Vous êtes sur la page 1sur 3

Poetry Ms.

Kerman A Prisoner of Her Past

Zara Hoffman 11/19/12

Margaret Atwood's poem "Up" chronicles the speaker's thought processes in her various attempts to combat her depression; her hope is to rekindle her will to live, despite her past actions and the unknown future. Throughout the poem, the speaker addresses herself in the second person as she tries to wake herself up. Her fear and depression, however, prevent her from getting out of bed to face the world. The constant battle between her past and future, as well as the ideas of death and decay are prominent themes throughout the poem. The first line of the poem, "You wake up filled with dread" (1), illustrates the speaker's omnipresent anxiety concerning the future. This is reiterated in the third stanza when the speaker emphasizes the intimidating nature of the future: "What prevents you? The future. The future tense, / immense as outer space. / You could get lost out there" (13-14). However, the speaker can't float off into space because her past shackles her to her bed: "The past, its density / and drowned events pressing you down, / like sea water, like gelatin / filling your lungs instead of air" (6-9). Unlike her abstract fear of the future, the weight of her past is concretely manifested on a physical level. The contrasting descriptions of the past and future in the third stanza suggest that the speaker is even more burdened by her history than her anxiety about the future. The experience of suffocating is mirrored in the fourth and fifth stanzas: first, when the speaker imagines herself in a burning building, and second, when she addresses a "huge No that surrounds you" (29). In the fourth stanza, the speaker refuses to leave a metaphorical burning building because she has lost the will to live. If one continued this line of logic, eventually the smoke would inhibit her ability to breath, ending in death. The fifth stanza describes the speaker's artificially happy room, a failed previous attempt to lighten her mood. The stanza itself starts out with the paranoid question: "Where is it coming from, this echo, / this huge No that

surrounds you, silent as the folds of the yellow / curtains" (27-30). Yellow, sometimes considered loud and flamboyant, is a color that is generally associated with happiness. However, the yellow curtains are disempowered by silence and so is the "cheerful / Mexican bowl" (30-31) in her room. She likens the omnipresent "No" (28) to her silent surroundings, but because of its menacing connotations, it's deafening. In addition, these lighthearted furnishings were meant to make her happy as she states: "You chose the colors of the sun, / not the dried neutrals of shadow. / God knows you've tried" (33-34). It was a conscious decision for her to place yellow curtains on her window and to buy a vibrant Mexican bowl, but even her attempt at artificially imposing happiness on herself fails. In the second stanza, the speaker states that she "do[es] not dare to eat" (12); she cannot consume the nutrients necessary for survival. Not only does she have a fear of eating, she is afraid of becoming prey, a concept prevalent in animalistic environments, like the "jungle /foliage" (7-8) formed by her "crumpled sheets" (6): "the terry slippers gaping / their dark pink mouths for your feet" (8-9) that are waiting to eat her provide another source of "dread" as mentioned in the first line of the poem. This is another instance where her senses are inhibited. At this point, the speaker cannot move, eat, breathe, or hear; she is living completely cut off from the world, and because of her malnutrition, the speaker's depression becomes life-threatening. Her mortality is addressed in the final stanza. In the sixth stanza, as a final attempt to wake herself up, the speaker imagines she's on her deathbed and that she needs to forgive someone. The implication is that she's been harboring a grudge, a powerful entity of the past. Forgiveness and the subsequent release of that grudge could possible be successful at launching her into the future. This is almost in complete contrast to the third stanza, where the past held her back from entering the future; here it is the engine that propels her into the future before she dies.
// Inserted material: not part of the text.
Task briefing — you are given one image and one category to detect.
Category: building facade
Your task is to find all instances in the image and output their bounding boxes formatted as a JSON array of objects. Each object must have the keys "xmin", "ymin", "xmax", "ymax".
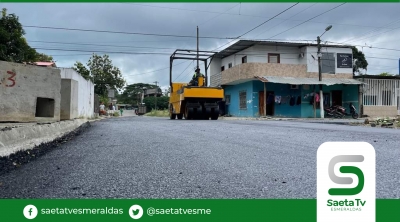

The speaker in Margaret Atwood's poem "Up," attempts to fight her depression throughout the poem; the reader, however, is left without knowing whether she is successful and can finally get out of bed. This uncertainty is consistent with the speaker's anxiety about the future, and it provokes the reader into wanting to get up and move in fear of the consequences of being still for too long. The poem not only shows the speaker's struggle with depression, but it gives the message that the only thing that's more frightening than the future is being imprisoned by the past.